事業再構築補助金とものづくり補助金の違い

新型コロナウイルスの蔓延によって、今までのビジネスモデルが通用しなくなるような事業者が増えています。例えば、飲食店であれば感染防止の観点から「来店客」は減少傾向にあり、今後もこの傾向は続くでしょう。無理に来店を促すことは、新型コロナウイルスの蔓延を引き起こす(クラスター)ことにもつながりかねません。

このように、顧客のライフスタイルや価値観が大きく変化した社会情勢のなか、従来までの事業を続けていたのでは先の見通しが立たないという事業者が、抜本的にビジネスモデルを変える(事業を再構築する)場合に補助を受けられるのが事業再構築補助金です。

来店客が減少した飲食店が、キッチンカーで自ら顧客のもとへ行く場合には、キッチンカー設備を揃える必要があります。キッチンカーはいろいろなタイプがありますが、大きな投資額になることが多く、コロナの影響を受けた事業者にとってその負担はすくなくありません。

そこで、補助金によって新たな事業を始めるサポートを行うのが事業再構築補助金です。

ものづくり補助金は、現在の事業を抜本的に変える(再構築する)ということは求められていませんが、事業再構築補助金では既存事業と異なる分野に進出するなど、再構築を伴うことが要件となっています。事業の再構築にあたっては、大きな投資が必要となることから、事業再構築補助金の補助額も大きく設定されているのが特徴です。

また、近年の補助金としては珍しく「建物費」が補助対象となっています。これは、店舗や事務所など、事業再構築に伴って建物を作る場合にそれが補助対象になるというものです。公募初期の時点では建物費が認められていましたが、2022年8月時点では特殊なケースを除いて建物費は実質的に改修等以外においては対象外となっています。

このように、ものづくり補助金は既存事業の生産性を高めるための機械設備等であるのに対して、事業再構築補助金は新たな事業を展開するための各種費用という点が異なります。

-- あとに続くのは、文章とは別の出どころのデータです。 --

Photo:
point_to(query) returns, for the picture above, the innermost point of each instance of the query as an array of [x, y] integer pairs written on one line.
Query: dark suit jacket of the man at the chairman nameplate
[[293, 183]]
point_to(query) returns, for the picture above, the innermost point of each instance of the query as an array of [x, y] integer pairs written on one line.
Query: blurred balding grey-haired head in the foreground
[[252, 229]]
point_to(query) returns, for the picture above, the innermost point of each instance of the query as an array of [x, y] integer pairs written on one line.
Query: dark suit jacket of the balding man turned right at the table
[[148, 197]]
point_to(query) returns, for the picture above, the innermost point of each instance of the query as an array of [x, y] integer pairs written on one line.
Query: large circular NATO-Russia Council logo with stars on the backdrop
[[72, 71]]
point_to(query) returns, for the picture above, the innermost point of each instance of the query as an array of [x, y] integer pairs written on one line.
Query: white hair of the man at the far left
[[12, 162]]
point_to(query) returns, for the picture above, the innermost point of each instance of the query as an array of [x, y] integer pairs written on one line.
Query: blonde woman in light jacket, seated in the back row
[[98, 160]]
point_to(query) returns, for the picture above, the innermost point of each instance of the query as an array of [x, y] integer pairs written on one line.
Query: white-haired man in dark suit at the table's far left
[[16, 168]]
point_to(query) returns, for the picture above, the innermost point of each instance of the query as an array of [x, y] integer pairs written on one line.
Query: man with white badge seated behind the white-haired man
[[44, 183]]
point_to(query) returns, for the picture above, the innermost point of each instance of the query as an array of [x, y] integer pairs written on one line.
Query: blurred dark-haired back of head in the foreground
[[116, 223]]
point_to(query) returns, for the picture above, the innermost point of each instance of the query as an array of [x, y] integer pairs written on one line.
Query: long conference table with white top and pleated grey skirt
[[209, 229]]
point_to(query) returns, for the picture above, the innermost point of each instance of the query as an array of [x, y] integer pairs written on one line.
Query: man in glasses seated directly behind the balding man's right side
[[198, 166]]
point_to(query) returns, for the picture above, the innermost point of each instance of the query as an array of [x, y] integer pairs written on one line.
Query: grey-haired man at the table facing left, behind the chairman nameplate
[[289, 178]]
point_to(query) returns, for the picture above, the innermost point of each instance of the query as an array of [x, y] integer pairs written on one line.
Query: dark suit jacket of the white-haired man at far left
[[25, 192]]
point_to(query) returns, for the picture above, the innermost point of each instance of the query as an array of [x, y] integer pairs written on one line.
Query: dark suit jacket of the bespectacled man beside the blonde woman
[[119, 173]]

なお、事業再構築補助金では、経費の対象範囲がものづくり補助金に比べて圧倒的に広いというのも異なるところです。

ちなみに、ものづくり補助金と事業再構築補助金は、取り組み内容が全く異なるのであれば、両方の補助金をもらうことが可能となっています。

令和5年度の申請要件は?

ものづくり補助金と事業再構築補助金はいずれも令和5年度も継続実施することが決定しました(令和4年12月7日更新)。

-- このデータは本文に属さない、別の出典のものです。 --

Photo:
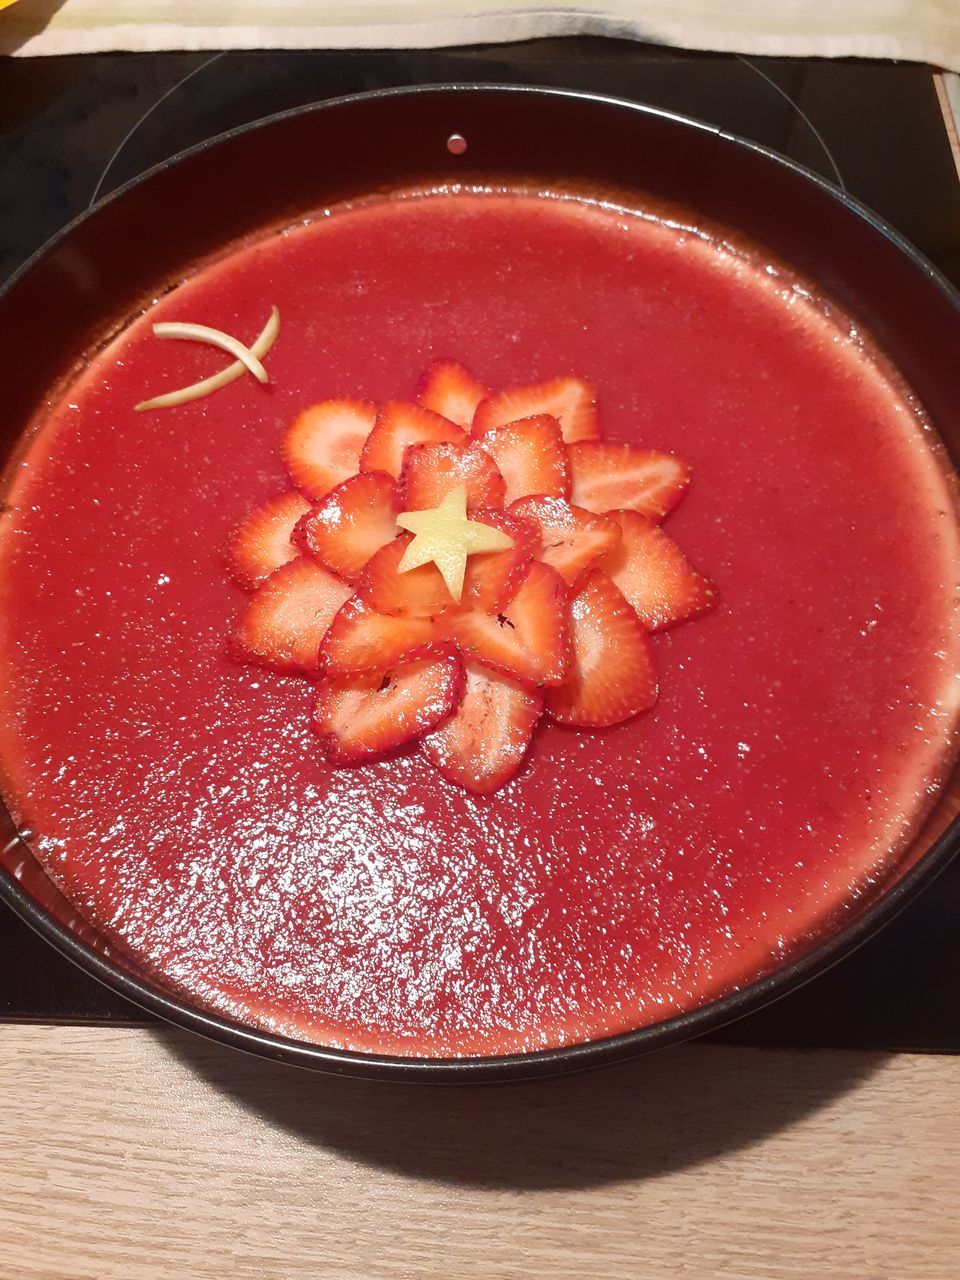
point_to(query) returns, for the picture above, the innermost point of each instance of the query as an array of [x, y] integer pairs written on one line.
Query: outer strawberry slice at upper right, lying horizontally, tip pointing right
[[612, 477]]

いずれの補助金も申請区分(タイプ)や補助率などに変更が見られます。また、申請要件も変更の予定となっていますので、今まで申請できなかった事業者が申請できるようになるケースとその逆もありそうなので注意が必要です。

例えば、事業再構築補助金においては「コロナの影響によって売上が減少した」という売上減少要件を原則として満たしていないと申請できませんでしたが、令和5年度の事業再構築補助金では売上減少要件を満たしていなくても申請することのできる区分が追加されることになっています。

事業再構築補助金はコワーキングスペース事業などの新分野展開などが人気となっているようですが、今まで補助金の対象にならなかった事業所からすれば大きな補助金獲得のチャンスになりますので、事業再構築補助金は令和5年度さらなる人気となる可能性があります。

補助金は、年度ごとに要綱などが変わるわけではなく、各回ごとに変更されます。前回まで大丈夫だったものが、次回からは適用されないということも珍しくありませんので、適用対象のうちに早めに申請することが肝要です。